Figure 2

The Scar-in-the-Jar system combines enhanced collagen deposition with optical analysis for in situ quantitation. (A) Cell layers were pepsin digested, resolved by sodium dodecyl sulphate - polyacrylamide and silver stained. In comparison with fibroplasia models (FP1: Ref [61], FP2: Ref [45]), macromolecular crowding increased matrix formation including stronger lysyl oxidase-mediated cross-linking in both deposition modes (rapid: dextran sulphate [DxS]; accelerated: Ficoll cocktail [Fc]), within a shorter time frame. Note: the presence of collagen V in FP and the accelerated deposition mode and its absence in the rapid deposition mode. Collagen V is usually absent from fibrotic tissue; hence, the extracellular matrix obtained in the rapid deposition mode will probably be more similar to a fibrotic matrix. (B) Cell layers were immunostained for collagen I and fibronectin. Cell nuclei were stained with 4', 6-diamidino-2-phenylindoldilactate (DAPI). The rapid deposition mode (negatively charged, DxS) produces granular collagen I and fibronectin within 2 days, and the accelerated mode (neutral, Fc) produces collagen I with a reticular deposition pattern within 6 days.
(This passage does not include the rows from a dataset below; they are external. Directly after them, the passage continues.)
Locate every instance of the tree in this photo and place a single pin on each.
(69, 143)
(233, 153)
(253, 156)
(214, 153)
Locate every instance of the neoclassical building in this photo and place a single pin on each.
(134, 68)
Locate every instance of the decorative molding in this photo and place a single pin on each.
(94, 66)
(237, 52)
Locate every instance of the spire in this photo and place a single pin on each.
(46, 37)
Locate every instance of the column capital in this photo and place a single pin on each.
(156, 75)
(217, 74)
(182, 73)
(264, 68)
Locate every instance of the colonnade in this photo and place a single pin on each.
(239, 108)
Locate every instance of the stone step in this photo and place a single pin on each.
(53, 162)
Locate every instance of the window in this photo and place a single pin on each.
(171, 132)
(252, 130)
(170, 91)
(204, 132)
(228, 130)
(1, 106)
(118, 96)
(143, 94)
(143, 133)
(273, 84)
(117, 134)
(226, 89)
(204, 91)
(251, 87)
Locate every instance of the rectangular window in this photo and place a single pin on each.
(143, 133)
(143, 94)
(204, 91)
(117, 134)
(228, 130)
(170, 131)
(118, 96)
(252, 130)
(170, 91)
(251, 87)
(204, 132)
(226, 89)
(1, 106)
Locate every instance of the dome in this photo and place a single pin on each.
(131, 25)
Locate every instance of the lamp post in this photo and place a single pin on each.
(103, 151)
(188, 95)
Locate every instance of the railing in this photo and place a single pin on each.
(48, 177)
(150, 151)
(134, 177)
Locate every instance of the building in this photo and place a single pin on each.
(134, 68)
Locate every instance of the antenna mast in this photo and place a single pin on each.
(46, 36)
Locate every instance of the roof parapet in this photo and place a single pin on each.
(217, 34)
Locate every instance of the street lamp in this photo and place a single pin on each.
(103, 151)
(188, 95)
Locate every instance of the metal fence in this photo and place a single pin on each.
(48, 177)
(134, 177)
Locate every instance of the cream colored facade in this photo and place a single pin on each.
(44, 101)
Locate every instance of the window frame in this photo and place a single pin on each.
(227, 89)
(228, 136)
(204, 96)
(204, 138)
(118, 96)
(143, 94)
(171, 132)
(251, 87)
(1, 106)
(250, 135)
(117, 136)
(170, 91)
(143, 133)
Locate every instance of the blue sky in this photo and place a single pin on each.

Therefore, the amount, velocity and morphology of deposited collagen can be manipulated depending on the macromolecules used. (C) Optical analysis of deposited collagen I using a 2× objective, eliminated corner auto-fluorescence in the four corner fields with triangular masks to conceal these regions during quantitation. (D) Cytometry and quantitation of the area of deposited collagen I in a 24-well multiplate format enabled identification of antifibrotic substances that perturb the collagen biosynthesis pathway resulting in a net reduction of deposited collagen I. (i) DAPI-stained nuclei at 20× total magnification in monochrome pseudocolour, 600× magnification (inset). (ii) Red scored nuclei by Count Nuclei module for cytometry. (iii) Immunostained deposited collagen I. (iv) Regions with fluorescent pixel intensity above a selected value based on controls are demarcated by the software in green for quantitation of deposited collagen I area at 100× magnification. This figure is reproduced with permission (Ref [59]).